Margaret gritándole al personal de seguridad.
Theodore discutiendo con los abogados.
Los familiares abandonando la mansión uno tras otro.
Los mismos dieciocho testigos que habían permanecido inmóviles cuando me golpearon.
Ahora ninguno quería quedarse al lado de Theodore.
La última fotografía mostraba algo casi irónico.
Margaret permanecía sentada sobre una de las maletas, sosteniendo el collar de perlas que yo le había regalado años atrás.
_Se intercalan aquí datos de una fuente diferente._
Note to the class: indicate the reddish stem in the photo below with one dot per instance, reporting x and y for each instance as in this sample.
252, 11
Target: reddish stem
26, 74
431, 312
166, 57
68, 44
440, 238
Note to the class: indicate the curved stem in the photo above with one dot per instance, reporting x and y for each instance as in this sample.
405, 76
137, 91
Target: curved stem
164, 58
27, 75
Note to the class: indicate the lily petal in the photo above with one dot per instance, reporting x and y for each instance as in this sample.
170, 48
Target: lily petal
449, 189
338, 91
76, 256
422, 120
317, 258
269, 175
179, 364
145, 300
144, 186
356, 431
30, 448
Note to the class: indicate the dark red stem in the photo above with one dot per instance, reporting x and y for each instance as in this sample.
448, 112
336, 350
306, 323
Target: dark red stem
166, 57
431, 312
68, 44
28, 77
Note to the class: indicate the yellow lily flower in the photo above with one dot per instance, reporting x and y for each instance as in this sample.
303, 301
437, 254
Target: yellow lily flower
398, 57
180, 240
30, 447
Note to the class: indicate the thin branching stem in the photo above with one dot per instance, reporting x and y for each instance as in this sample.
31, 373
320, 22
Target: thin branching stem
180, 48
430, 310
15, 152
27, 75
Tenía el maquillaje corrido.
Y repetía una sola frase.
—Esta casa es de mi familia…
El administrador respondió con educación.
—No, señora.
Le mostró una copia certificada de la escritura.
—Nunca lo fue.
A las diez de la noche, Theodore apareció en la recepción del hotel.
No traía escolta.
No traía orgullo.
Solo desesperación.
Cuando me vio, intentó acercarse.
—Podemos hablar.
Lo miré en silencio.
—Fue un mal momento.
Seguía hablando.
—Mi madre estaba alterada.
—Los invitados…
—Yo…
Levanté lentamente la mano.
No para golpearlo.
Solo para detener sus palabras.
—¿Recuerdas lo que me dijiste antes de echarme?
Bajó la mirada.
Yo sí lo recordaba perfectamente.
“No te vas a llevar nada de lo que yo haya pagado.”
Respiré despacio.
Después coloqué sobre la mesa una sola llave.
La llave de la mansión.
Él la observó confundido.
—Quédatela.
Frunció el ceño.
—¿Qué?
—Es un recuerdo bonito.

Me levanté.
—Porque mañana por la mañana cambiarán todas las cerraduras.
Y lo dejé sentado exactamente igual que me había dejado él horas antes.
Con una llave inútil en la mano…
…y sin comprender que la verdadera dueña nunca había sido la mujer a la que acababa de echar de su propia casa.